The scanning plate is located under a lid on top of the unit. Although the glass plate is sized 297 x 431.8mm, the maximum scanning width is apparently 291mm. This means you cannot actually scan the entire surface of an A3 original, or indeed the full height of an A4 sheet if you load it portrait orientation. Still, having all that almost-A3 area is so versatile that we feel silly to quibble about a few millimetres.
The lid incorporates an automatic document feeder (ADF), which is essential for making quick multisheet copies and unattended faxes. This particular ADF is a bit limited, however. It cannot handle two-sided copies/faxes, for example, and its motor reduces the maximum optical resolution of scans to 600dpi. On the other hand, it is capable of holding more than the typical number of sheets – up to 50, in fact.

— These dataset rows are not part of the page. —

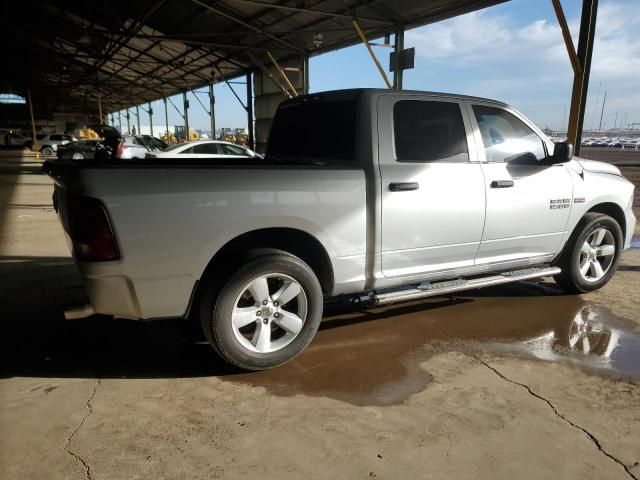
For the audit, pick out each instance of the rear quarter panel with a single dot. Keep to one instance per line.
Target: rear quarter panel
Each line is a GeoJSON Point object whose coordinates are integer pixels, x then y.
{"type": "Point", "coordinates": [169, 222]}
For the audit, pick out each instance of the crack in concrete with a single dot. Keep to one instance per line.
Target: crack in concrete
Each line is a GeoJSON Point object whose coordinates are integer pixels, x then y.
{"type": "Point", "coordinates": [78, 458]}
{"type": "Point", "coordinates": [591, 437]}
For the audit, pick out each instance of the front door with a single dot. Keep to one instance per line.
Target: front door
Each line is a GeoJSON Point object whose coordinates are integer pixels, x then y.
{"type": "Point", "coordinates": [528, 202]}
{"type": "Point", "coordinates": [432, 192]}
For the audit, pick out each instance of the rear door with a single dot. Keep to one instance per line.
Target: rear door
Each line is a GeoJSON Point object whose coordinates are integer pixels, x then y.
{"type": "Point", "coordinates": [432, 189]}
{"type": "Point", "coordinates": [528, 202]}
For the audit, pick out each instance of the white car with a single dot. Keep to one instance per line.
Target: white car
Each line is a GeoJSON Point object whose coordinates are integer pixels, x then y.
{"type": "Point", "coordinates": [48, 144]}
{"type": "Point", "coordinates": [205, 149]}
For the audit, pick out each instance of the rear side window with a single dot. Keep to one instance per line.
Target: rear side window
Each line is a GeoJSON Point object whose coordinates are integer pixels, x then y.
{"type": "Point", "coordinates": [505, 137]}
{"type": "Point", "coordinates": [205, 148]}
{"type": "Point", "coordinates": [426, 131]}
{"type": "Point", "coordinates": [233, 150]}
{"type": "Point", "coordinates": [314, 131]}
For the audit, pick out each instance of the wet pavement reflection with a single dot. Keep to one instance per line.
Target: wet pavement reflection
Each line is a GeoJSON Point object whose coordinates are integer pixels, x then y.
{"type": "Point", "coordinates": [373, 357]}
{"type": "Point", "coordinates": [366, 356]}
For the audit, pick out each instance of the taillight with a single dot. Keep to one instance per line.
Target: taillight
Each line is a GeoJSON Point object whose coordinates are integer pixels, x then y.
{"type": "Point", "coordinates": [90, 230]}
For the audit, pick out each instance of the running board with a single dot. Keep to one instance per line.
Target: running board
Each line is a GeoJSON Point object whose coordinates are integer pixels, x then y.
{"type": "Point", "coordinates": [442, 288]}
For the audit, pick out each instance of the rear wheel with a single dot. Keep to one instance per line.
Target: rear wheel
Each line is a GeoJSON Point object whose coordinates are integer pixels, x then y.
{"type": "Point", "coordinates": [266, 314]}
{"type": "Point", "coordinates": [592, 253]}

Large, blue-lit buttons on the main panel of the printer make it easy to switch between fax, scan, copy and photo capture modes. There are lots of other buttons too, but the status window explains everything clearly. Even the fax setup and operation tasks are straightforward, while the status window leads you step-by-step through tricky manual processes, such as duplex scanning for faxing double-sided sheets.
A PictBridge port and card slots offers support for most digital cameras
There are six quick-dial fax buttons that can double up with a Shift button to offer 12 presets. That’s not a lot of presets, to be honest, and Shift buttons can lead to people faxing the wrong people out of confusion on how the Shift works. In operation, the MFC-6890CDW is mostly quiet. After the initial clatter of loading a sheet of paper, the repetitive movement of the printhead across the carriage produces no more than a mild wheezing sound.
A3 at this price?
I can forgive quite a lot for A3 scanning and printing at this price. I've had an MFC-6690CW (pretty well the same thing, no fax, and only about £250) for several months, in a small office, and it performs as the review says. It's not perfect, but when comparing the cost of standalone A3 inkjet printers and scanners, this is a real bargain. Okay the ink costs an arm and a leg, (and I daren't risk the cheapo 'compatible' cartidges, after a few earlier problems on other printers), but the solution I've adopted is to have a trusty mono laser (with duplex) for large documents, and only use the inkjet when I really want colour and/or A3.
...and how about a comparative review of the quality of 'compatible' cartridges sometime?
Running costs should be able to be reduced with a ciss assuming the carts/printer has no "DIM".